Stories

Increasing millennial health problems set up future economic challenges

Illustration of two mouths surrounded by 90s style pattern
Illustration: Rebecca Zisser/Axios

Millennials' health problems are on the rise, with future adverse consequences to both their own finances as well as the U.S. economy, according to a new report by the Blue Cross Blue Shield Association.

What they found: As millennials age, their health is declining faster than Generation X, and they're increasingly suffering from conditions like hypertension, high cholesterol, depression and hyperactivity.

  • If the pattern doesn't change, millennials' mortality rate could climb by more than 40% compared to Gen-Xers when they were the same age.
  • Under the worst-case scenario, their health care costs will be up to 33% higher than Gen-Xers' at the same age.
  • Poor health could cost millennials more than $4,500 in annual per capita income.

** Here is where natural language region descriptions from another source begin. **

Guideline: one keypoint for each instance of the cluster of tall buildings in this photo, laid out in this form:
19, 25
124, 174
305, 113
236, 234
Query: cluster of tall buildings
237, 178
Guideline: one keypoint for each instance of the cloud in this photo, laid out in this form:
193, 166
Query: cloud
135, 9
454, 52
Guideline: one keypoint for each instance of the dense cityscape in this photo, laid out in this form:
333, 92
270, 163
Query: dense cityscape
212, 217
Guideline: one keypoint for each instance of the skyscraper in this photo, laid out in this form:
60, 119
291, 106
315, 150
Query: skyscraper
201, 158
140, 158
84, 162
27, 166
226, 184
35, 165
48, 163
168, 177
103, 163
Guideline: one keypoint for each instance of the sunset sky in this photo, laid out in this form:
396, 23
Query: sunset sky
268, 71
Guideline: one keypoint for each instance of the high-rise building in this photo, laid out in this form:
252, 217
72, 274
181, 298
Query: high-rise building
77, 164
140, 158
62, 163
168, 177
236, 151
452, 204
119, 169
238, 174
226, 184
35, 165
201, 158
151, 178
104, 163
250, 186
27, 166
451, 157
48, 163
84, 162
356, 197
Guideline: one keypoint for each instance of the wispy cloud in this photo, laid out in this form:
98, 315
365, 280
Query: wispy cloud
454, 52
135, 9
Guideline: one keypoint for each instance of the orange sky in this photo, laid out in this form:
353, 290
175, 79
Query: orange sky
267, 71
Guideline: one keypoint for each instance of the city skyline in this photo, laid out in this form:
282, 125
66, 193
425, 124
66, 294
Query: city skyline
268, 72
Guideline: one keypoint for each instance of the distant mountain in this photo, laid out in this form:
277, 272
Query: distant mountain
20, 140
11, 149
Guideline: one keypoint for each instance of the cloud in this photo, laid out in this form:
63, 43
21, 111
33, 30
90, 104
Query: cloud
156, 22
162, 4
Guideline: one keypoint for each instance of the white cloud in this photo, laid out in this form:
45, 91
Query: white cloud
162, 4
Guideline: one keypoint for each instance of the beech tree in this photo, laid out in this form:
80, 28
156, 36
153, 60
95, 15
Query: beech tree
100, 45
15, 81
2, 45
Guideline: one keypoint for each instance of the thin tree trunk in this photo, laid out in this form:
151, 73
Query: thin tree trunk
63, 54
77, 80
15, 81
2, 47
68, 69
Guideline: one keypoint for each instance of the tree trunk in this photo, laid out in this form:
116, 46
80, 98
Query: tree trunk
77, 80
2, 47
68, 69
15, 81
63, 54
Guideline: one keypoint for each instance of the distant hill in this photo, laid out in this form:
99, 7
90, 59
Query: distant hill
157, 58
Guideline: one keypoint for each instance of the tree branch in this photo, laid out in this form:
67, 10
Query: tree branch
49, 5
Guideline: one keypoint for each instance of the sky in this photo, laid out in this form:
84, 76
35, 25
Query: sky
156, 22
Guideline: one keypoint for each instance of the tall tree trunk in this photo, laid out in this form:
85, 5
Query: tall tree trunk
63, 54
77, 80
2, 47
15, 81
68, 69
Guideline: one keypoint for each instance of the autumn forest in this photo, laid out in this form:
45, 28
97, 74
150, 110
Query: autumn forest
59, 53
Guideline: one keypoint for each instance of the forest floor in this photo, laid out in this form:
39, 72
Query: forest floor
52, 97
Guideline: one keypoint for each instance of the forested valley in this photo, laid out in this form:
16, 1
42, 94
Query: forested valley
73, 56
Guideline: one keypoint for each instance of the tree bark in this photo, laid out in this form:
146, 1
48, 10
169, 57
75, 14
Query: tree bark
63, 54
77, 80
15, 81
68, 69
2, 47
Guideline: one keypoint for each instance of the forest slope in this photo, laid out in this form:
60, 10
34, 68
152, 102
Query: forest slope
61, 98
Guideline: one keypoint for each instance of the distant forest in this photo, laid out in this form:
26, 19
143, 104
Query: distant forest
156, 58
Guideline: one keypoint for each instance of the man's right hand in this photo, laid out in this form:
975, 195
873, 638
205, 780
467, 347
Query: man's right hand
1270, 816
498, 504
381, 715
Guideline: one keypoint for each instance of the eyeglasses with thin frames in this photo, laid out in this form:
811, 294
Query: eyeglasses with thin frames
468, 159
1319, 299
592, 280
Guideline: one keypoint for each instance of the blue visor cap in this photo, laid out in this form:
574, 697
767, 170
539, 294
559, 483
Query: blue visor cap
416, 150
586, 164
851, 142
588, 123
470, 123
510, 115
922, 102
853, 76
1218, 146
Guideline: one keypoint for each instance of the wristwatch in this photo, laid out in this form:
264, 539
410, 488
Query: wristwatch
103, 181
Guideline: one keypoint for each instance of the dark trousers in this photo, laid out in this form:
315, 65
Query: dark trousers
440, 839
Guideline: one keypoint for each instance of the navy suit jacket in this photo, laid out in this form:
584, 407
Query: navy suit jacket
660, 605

The big picture: The biggest changes are in millennials' behavioral health. In 2017, accidental deaths, including overdoses and suicides, caused 60% of deaths among 25- to 29-year-olds, according to the CDC.

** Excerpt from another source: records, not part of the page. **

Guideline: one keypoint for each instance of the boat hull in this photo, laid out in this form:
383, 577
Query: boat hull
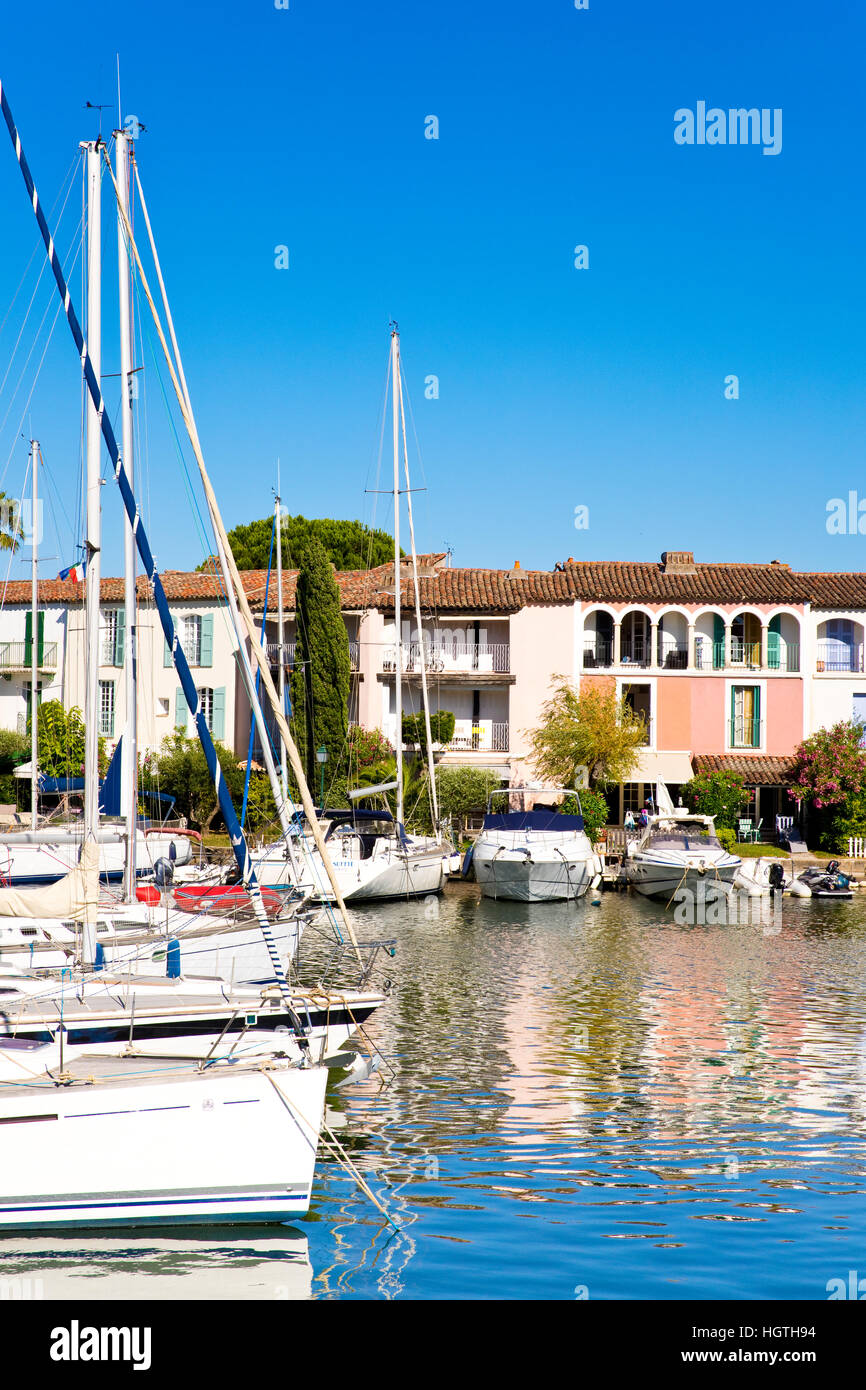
209, 1148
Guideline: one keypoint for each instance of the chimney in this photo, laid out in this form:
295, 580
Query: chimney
677, 562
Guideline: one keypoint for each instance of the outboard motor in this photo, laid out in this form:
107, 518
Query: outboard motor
163, 873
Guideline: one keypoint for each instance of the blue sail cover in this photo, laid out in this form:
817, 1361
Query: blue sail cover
533, 820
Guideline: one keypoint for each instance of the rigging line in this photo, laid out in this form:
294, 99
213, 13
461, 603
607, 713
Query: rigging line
32, 298
68, 178
27, 405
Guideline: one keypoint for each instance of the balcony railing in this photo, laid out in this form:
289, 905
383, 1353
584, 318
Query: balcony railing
446, 658
833, 655
745, 733
483, 736
598, 652
288, 649
15, 656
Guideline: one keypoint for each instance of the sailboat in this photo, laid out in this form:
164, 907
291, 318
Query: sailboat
170, 1123
677, 849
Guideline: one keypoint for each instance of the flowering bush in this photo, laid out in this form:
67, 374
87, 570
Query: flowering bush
831, 766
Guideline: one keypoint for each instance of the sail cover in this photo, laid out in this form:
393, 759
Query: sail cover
72, 898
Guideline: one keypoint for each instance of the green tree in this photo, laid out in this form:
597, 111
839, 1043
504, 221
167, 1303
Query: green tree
60, 733
349, 545
594, 809
716, 794
463, 792
180, 770
441, 730
321, 676
592, 730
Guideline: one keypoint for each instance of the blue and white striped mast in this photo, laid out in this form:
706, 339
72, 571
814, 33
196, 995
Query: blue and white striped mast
150, 570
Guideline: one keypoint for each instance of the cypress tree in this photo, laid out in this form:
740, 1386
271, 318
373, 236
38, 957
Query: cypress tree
321, 676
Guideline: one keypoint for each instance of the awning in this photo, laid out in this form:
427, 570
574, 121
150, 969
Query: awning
755, 769
673, 767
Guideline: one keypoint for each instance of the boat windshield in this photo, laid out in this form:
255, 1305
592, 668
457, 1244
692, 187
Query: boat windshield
690, 836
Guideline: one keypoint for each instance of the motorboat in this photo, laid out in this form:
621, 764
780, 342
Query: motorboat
534, 855
827, 883
373, 859
677, 849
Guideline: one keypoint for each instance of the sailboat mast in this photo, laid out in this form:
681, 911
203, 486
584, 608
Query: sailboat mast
395, 392
92, 513
34, 634
129, 745
284, 770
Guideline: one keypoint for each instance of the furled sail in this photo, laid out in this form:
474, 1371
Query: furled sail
72, 898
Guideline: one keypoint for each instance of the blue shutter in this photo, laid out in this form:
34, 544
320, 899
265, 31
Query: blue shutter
774, 642
218, 722
207, 640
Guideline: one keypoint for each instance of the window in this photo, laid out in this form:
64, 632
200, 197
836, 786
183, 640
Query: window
106, 708
745, 716
191, 640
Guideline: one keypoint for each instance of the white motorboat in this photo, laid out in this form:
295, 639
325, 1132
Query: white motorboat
153, 1140
534, 855
679, 849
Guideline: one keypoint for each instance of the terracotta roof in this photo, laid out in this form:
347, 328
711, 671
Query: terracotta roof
624, 580
755, 769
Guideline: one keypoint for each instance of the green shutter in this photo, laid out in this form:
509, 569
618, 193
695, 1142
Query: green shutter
774, 642
120, 637
207, 640
218, 723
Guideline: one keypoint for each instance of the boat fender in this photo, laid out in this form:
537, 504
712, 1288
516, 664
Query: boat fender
173, 959
163, 873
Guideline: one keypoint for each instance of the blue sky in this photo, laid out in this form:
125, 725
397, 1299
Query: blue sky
558, 387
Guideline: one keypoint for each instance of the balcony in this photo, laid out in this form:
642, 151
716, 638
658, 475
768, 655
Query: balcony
452, 658
288, 648
833, 655
15, 658
483, 736
745, 733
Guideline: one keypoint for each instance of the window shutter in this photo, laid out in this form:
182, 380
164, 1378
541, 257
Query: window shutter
207, 640
774, 642
218, 722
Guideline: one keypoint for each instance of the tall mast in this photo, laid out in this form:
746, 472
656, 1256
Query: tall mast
395, 394
34, 634
129, 745
284, 770
92, 513
431, 772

  • "Millennial health patterns can cause declining millennial economic outcomes that in turn can cause further declines in millennial health. This represents a potentially vicious cycle resulting in even higher prevalence of depression and other behavioral health conditions over time," the report concludes.

My thought bubble: Our health spending is already on an unsustainable path. This absolutely does not help.